Second, consider the Swiss example. In forcing UBS to buy Credit Suisse, the Swiss government actually forced investors in some $17 billion in junior bonds to bear full losses. So far, so good. But this result didn’t ensue because the Swiss were firmly in favor of market discipline. It was because the Swiss government wanted to protect shareholders, preserving at least some value for stock owners, even though they’re generally supposed to bear losses before bondholders. Why do that? Because the shareholders are important people: the Qatari and Saudi governments, whose wealthy denizens are also lucrative Swiss-bank clients. So the global standard, at least as set by the Swiss, is a continuation of the 2008 playbook: decisions based on geopolitical considerations, not market principles, resulting in too-big-to-fail institutions getting even bigger.

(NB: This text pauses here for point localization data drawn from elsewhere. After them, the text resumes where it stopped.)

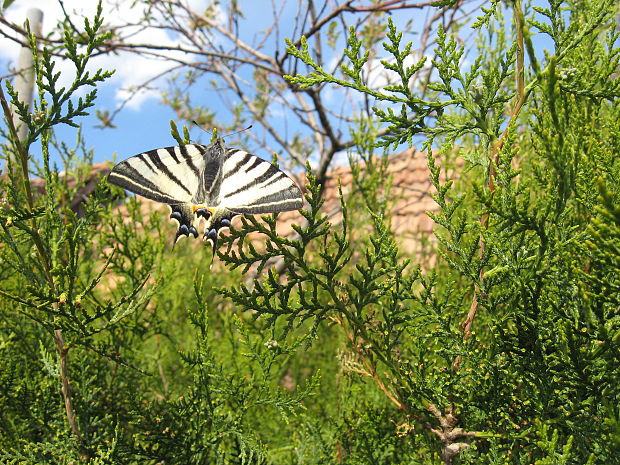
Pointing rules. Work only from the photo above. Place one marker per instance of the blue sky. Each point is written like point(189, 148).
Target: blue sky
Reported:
point(144, 123)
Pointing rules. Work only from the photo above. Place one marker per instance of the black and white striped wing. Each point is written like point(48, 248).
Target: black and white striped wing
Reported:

Of course, we might not do as the Swiss are doing, should our own major crisis arise. So far, though, that seems to be the road we’re on. The third clue came two weeks ago, after the collapse of Silicon Valley Bank and Signature Bank. With uninsured depositors (people with more than $250,000 in a single institution) withdrawing their money in droves, federal regulators stepped in to protect all depositors, not just small ones. In doing so, they protected large corporations that had recklessly held hundreds of millions of dollars in a single bank. This week, Treasury Secretary Janet Yellen made it clear that she would offer the same guarantee to other banks, should “similar actions . . . be warranted” to "protect the broader U.S. banking system.”

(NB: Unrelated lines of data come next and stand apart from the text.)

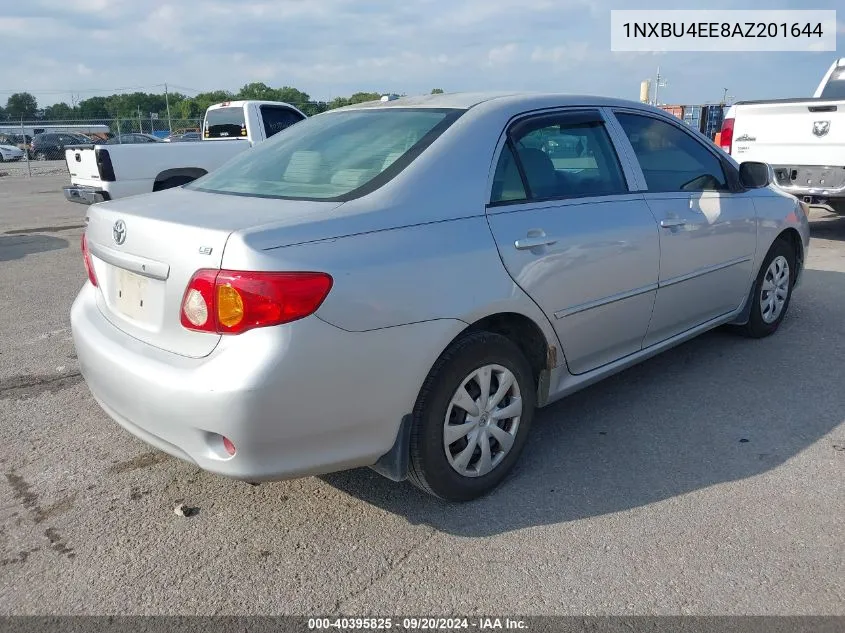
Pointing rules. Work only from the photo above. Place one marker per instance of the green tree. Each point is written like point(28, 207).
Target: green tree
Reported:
point(21, 105)
point(205, 99)
point(259, 91)
point(188, 109)
point(293, 96)
point(59, 112)
point(363, 97)
point(338, 102)
point(94, 108)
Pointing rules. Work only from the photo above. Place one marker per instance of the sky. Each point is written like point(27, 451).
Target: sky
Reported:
point(61, 50)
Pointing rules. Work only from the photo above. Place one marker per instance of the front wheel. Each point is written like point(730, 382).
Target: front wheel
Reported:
point(472, 418)
point(772, 290)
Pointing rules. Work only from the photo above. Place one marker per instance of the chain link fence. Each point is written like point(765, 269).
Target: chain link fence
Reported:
point(42, 143)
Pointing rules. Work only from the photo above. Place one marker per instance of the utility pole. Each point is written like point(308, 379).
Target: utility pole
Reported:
point(167, 102)
point(657, 86)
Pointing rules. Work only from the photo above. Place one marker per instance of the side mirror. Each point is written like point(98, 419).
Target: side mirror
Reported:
point(754, 175)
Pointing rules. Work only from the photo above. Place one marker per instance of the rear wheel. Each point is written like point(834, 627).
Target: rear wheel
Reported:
point(472, 418)
point(772, 291)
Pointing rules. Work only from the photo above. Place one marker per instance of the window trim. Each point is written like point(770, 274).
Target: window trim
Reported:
point(554, 113)
point(728, 170)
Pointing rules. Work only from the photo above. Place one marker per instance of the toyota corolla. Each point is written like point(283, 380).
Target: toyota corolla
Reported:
point(400, 284)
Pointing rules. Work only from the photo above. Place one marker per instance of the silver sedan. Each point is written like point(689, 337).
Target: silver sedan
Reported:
point(400, 284)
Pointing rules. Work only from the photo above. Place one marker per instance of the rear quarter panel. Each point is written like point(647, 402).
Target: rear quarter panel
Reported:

If the federal government is going to guarantee the full deposits of mid-ranked banks, as Yellen has made clear it will, then it will guarantee the full deposits of all banks. If Silicon Valley Bank, with its $161.5 billion in domestic deposits as of late 2022, and Signature Bank, with its $88.6 billion in such deposits, were too important to fail, then it’s an excellent bet that JPMorgan Chase, with its $2 trillion in domestic deposits, is probably too big to fail. If midsize banks are too big to fail, and big banks are too big to fail, then small banks—those institutions with just a few local branches—operate at a terrible competitive disadvantage.

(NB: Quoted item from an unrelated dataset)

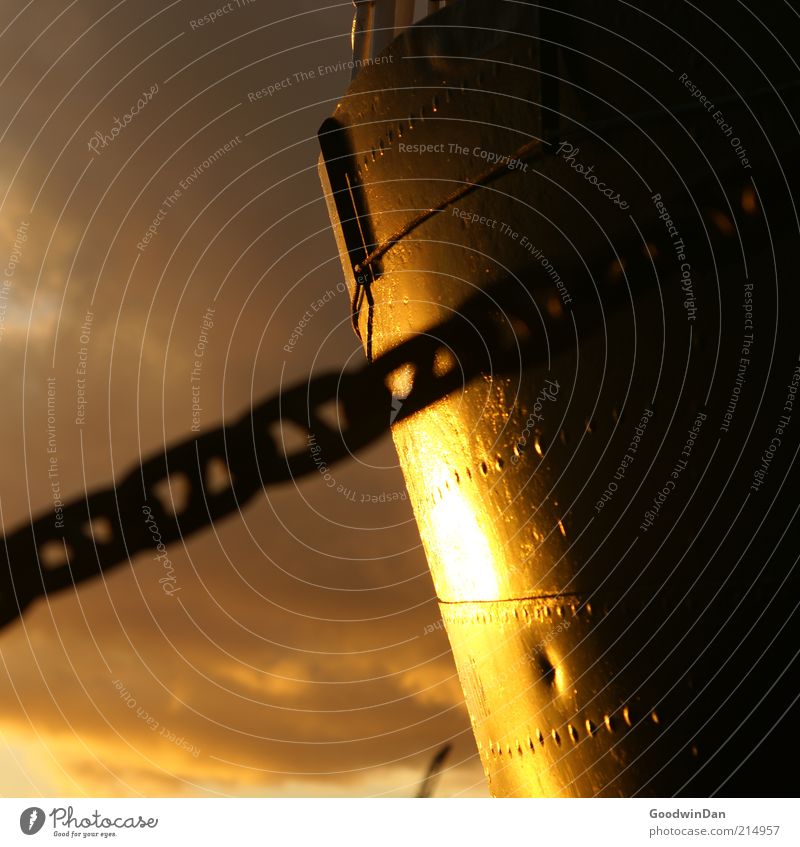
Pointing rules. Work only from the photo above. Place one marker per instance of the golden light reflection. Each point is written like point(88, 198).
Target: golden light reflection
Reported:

Guaranteeing all bank deposits is a blow against free markets in another way: it obliterates the market for corporate bonds in financial institutions. Why would anyone buy a bond in a midsize or big bank, taking a risk of loss in return for a modest interest rate, when he could simply deposit his money at the same bank, taking no risk at all? JPMorgan Chase’s bonds yield between 2 percent and 6 percent in interest each year, depending on maturity; bank CDs, which are effectively deposits, offer similar rates, now with a government guarantee. The bank bond market is, or was, critical to market discipline; riskier institutions have paid more to borrow via bond markets.

Just to drive home the point that this is our new reality: the big banks recently embarked on a rescue mission of their own. Last week, the country’s top 11 banks infused $30 billion of their own deposits into First Republic Bank, another struggling midsize bank dependent on large, uninsured deposits. That’s awfully nice of them—except that it now means the federal government can never let First Republic fail. To do so would be to risk tens of billions of dollars in losses at the biggest banks, thus risking system-wide panic.

In a way, Obama was right. The government ended bailout incidents by creating one big, permanent bailout regime. Large banks such as JPMorgan Chase are now effectively branches of the U.S. government. After the 2008 financial crisis, they served the government’s long-term policy—near-zero interest rates—to keep the party of unsustainable household debt going. Now the government will make sure that they don’t bear devastating losses from the unwinding of that policy.